Kavernöz malformasyonlar, endotel ile döşeli zengin sinüzoid ve kavernöz boşluklardan oluşur. İçlerinde arteriovenöz şant, belirgin arteryal besleyici ya da drenaj veni bulunmayan yavaş akımlı vasküler malformasyonlardır. Yavaş kan akımı nedeniyle intralezyonel tromboz, kalsifikasyon ve rekanalizasyon görülebilir. Çevrelerinde tekrarlayan mikrohemorajiye sekonder gliozis ve hemosiderin içeren makrofajlar bulunur [6, 15, 64]. AVM’den farklı olarak kavernöz malformasyonda vasküler boşlukların arasına giren normal nöral doku bulunmaz [57].
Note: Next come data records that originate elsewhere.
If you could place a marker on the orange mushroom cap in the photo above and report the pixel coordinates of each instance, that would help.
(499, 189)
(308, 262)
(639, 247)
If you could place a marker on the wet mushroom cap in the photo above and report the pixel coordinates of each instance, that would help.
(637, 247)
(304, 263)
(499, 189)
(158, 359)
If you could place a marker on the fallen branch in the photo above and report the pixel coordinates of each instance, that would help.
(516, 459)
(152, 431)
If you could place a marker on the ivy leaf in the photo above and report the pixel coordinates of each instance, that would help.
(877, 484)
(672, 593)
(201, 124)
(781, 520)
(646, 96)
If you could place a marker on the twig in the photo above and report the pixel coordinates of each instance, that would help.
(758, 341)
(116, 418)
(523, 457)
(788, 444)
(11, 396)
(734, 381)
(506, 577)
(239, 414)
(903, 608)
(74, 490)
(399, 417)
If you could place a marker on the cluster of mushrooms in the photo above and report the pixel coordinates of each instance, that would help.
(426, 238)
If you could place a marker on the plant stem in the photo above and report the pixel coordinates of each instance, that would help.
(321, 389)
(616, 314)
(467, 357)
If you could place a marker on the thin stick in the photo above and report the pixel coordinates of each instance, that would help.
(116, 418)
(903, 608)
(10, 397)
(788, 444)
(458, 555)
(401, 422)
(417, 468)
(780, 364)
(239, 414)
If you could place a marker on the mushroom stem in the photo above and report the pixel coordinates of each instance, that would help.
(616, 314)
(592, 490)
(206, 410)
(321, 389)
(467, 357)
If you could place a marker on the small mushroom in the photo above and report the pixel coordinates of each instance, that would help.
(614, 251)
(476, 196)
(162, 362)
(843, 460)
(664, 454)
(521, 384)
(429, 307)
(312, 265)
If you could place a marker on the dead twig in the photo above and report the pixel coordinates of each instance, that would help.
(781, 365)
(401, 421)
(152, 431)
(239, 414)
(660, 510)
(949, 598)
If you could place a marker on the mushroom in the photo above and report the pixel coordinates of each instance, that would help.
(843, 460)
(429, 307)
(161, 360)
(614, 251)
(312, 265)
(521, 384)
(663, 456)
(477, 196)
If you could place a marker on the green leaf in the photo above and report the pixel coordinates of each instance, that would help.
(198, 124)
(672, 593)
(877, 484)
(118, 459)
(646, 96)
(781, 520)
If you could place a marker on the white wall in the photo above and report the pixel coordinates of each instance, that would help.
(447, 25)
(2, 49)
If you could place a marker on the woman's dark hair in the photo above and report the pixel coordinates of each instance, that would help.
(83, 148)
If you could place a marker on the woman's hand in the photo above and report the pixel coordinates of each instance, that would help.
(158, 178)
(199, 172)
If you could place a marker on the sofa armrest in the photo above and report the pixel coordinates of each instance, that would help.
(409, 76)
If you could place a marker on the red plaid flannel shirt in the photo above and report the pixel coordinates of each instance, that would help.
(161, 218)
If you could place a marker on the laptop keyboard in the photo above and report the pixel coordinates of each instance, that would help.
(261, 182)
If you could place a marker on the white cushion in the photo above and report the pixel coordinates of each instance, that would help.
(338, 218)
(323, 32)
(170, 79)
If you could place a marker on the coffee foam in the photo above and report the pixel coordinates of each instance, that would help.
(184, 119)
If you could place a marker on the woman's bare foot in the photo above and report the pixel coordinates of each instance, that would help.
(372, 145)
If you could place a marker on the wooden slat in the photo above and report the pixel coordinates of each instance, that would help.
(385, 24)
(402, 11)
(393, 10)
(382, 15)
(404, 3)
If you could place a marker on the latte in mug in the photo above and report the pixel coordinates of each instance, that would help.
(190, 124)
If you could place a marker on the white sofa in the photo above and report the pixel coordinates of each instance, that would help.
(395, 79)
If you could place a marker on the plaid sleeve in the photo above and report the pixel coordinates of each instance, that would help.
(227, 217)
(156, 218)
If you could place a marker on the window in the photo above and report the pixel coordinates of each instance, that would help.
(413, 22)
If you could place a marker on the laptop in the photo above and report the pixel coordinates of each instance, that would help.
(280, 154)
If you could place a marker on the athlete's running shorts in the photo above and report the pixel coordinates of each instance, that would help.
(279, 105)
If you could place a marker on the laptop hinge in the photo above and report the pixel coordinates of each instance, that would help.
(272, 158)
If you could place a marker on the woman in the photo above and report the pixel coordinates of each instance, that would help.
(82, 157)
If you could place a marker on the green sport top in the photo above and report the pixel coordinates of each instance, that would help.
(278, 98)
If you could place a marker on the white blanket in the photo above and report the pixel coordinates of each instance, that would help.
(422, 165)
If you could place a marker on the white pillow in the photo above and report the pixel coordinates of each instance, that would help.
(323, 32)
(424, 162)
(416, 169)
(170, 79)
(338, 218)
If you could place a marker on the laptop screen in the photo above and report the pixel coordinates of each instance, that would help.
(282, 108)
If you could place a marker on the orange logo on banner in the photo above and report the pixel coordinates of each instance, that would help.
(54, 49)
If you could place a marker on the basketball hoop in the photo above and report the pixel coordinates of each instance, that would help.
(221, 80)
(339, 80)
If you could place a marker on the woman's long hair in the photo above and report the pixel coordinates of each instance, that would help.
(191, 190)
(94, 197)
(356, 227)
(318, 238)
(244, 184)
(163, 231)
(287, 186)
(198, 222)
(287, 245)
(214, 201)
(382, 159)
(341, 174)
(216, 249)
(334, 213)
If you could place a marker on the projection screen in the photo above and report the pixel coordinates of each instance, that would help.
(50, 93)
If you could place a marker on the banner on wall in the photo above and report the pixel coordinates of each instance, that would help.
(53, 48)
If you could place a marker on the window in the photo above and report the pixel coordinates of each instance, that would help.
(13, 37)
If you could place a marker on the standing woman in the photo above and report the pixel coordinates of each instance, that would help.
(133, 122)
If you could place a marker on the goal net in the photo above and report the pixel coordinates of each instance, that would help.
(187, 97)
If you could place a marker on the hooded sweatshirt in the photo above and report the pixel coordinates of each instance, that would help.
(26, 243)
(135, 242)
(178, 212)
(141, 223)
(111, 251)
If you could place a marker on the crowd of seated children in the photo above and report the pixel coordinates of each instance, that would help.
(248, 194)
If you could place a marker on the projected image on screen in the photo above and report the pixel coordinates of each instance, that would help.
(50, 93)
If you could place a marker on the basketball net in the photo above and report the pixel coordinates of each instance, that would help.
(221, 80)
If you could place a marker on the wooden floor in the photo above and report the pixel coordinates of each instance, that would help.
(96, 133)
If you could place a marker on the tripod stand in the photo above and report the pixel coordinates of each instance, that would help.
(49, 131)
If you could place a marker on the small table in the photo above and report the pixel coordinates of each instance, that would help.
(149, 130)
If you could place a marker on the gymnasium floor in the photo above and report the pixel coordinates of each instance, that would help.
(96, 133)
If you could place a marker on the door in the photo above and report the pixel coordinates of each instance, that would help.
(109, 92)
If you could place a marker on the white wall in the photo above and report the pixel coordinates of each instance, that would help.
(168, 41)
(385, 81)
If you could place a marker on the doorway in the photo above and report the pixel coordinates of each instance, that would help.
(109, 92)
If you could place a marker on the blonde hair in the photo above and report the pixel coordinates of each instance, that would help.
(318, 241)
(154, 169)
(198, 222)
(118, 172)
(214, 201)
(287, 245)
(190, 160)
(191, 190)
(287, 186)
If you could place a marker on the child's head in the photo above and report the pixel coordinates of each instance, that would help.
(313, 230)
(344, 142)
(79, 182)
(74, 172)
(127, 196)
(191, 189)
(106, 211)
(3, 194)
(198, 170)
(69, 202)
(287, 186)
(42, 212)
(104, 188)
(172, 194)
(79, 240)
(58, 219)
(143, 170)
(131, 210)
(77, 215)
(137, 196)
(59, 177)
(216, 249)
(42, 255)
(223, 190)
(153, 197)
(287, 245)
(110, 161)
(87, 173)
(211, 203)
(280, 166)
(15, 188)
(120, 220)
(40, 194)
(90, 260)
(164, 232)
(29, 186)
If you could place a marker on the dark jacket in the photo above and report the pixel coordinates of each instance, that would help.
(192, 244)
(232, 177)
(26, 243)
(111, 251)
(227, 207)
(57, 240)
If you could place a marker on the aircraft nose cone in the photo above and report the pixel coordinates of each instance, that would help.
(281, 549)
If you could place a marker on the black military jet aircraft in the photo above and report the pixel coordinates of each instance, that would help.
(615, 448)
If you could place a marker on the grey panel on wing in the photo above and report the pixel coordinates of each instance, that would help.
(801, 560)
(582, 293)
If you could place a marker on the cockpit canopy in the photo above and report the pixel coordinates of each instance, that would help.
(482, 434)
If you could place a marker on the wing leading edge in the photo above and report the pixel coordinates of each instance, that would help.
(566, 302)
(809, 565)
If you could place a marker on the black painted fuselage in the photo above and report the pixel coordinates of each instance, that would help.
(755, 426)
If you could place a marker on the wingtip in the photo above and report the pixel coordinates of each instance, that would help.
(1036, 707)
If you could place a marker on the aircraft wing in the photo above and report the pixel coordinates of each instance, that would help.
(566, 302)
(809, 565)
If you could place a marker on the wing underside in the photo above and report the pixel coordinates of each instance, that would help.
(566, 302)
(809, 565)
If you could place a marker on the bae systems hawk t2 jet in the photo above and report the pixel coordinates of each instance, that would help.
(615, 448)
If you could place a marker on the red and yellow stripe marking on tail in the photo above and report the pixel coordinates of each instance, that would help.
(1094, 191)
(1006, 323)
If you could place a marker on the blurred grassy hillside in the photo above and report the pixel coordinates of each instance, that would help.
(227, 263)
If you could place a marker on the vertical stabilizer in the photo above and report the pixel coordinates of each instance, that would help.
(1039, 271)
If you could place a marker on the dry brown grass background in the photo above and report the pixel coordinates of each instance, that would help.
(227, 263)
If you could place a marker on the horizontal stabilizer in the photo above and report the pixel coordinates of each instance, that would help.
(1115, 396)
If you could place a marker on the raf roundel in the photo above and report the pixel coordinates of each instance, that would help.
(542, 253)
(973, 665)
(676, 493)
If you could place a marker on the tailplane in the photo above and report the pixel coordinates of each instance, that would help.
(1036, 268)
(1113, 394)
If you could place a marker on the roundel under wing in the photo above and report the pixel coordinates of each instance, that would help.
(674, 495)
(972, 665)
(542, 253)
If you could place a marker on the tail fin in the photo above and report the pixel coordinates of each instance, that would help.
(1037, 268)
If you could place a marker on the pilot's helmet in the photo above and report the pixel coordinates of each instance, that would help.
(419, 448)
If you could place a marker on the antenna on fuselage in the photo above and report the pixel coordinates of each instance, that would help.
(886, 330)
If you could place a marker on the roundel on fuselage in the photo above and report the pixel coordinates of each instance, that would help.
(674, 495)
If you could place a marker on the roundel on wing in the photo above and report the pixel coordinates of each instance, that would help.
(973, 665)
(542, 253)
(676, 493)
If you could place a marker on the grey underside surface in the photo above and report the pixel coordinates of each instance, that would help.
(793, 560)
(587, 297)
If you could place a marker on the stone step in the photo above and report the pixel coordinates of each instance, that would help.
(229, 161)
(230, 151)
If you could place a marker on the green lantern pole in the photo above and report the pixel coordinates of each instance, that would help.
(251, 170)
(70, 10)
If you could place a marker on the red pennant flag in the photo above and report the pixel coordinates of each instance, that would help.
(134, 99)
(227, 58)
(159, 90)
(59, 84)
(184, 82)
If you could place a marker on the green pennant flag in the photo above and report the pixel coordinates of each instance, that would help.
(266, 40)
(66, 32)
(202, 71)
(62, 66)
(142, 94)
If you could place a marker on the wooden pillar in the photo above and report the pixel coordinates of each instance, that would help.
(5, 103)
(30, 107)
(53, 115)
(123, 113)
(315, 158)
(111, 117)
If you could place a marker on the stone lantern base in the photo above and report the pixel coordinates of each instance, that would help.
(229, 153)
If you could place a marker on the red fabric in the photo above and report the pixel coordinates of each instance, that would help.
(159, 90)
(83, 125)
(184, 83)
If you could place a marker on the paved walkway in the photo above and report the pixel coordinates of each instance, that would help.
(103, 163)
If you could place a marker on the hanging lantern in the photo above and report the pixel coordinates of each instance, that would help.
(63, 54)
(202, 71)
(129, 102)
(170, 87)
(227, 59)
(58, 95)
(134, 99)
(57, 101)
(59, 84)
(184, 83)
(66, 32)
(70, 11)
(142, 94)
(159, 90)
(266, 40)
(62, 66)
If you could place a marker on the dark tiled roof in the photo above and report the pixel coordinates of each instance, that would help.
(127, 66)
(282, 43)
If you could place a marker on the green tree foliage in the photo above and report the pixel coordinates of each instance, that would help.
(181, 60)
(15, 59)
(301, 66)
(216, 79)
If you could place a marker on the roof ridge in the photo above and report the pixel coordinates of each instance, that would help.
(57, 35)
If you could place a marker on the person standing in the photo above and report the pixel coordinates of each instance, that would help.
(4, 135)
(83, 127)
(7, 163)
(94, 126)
Bilgisayarlı tomografi görüntülemede, hemoraji, spinal kord genişlemesi ve nadiren kalsifikasyon saptanabilir [64]. İçerdiği değişik evrelerdeki kanama ürünleri ve tromboz nedeniyle MRG’de, T1A ve T2A görüntülerde benekli, patlamış mısır şeklinde, heterojen sinyal intensitesindedir [65]. Lezyon çevresinde T1 ve T2 ağırlıklı sekanslarda, hemosiderine bağlı hipointens periferal rim işareti izlenebilir (Resim 14) [62]. GRE ve duyarlılık ağırlıklı görüntüleme (SWI) sekanslar hipointens blooming artefaktı nedeniyle küçük lezyonları saptamada yardımcıdır [62]. Kontrastlanma genellikle minimaldir ya da yoktur. Kavernomlarda intralezyonel kanama yok ise, genellikle perilezyonel kord ödemi ve kitle etkisi izlenmez [65]. Arteriyel besleyicileri bulunmadığı ve spinal anjiyografik olarak okült vasküler lezyonlar olduğu için tanıda spinal anjiyografi gerekmez. Asemptomatik olgularda takip önerilebilir. Ancak semptomatik hastalarda, lezyon kanamasına bağlı komplikasyonları önlemek amacıyla, total rezeksiyon sağlanabilecekse cerrahi tedavi önerilmektedir [66].
SONUÇ
Spinal vasküler patolojiler nadir görülmeleri nedeniyle sıklıkla göz ardı edilen, ancak yaşam kalitesi üzerinde ciddi etkileri olan patolojilerdir. Doğru tanı konulabilmesi için öncelikle bu patolojilerin akla gelmesi gerekir. Başvuru şikayetleri, iskemi ve kanamada akut başlangıçlı iken vasküler malformasyonlarda sinsi ve progresif kötüleşme gösterir. Kavernöz malformasyonlarda epizodik semptomlar görülebilir. Uygun klinik değerlendirme ve lezyon seviyesinin tespiti, bu lokalizasyona yönelik uygun görüntüleme yapılması açısından oldukça önemlidir. Spinal MRG tanıda ilk tercih edilmesi gereken görüntüleme yöntemidir. İskemi düşünüldüğünde DAG, vasküler malformasyonlarda BT ya da MR anjiyografi ve özellikle şüphe varlığında sagital “steady state” sekanslar (CISS ya da FIESTA gibi) görüntülemeye eklenmelidir. Özellikle vasküler malformasyonlarda ve SAA’da altın standart yöntem spinal anjiyografidir. Erken tanı, tedavi gecikmelerine bağlı klinik kötüleşmeyi önleyebilir. Tedavide hastaya göre uygun yöntemin seçilmesi önemlidir. Özellikle AVM’lerde endovasküler yaklaşımlar genellikle ilk tercih olmakla birlikte, bazı durumlarda cerrahi veya kombine tedavi gerekebilir.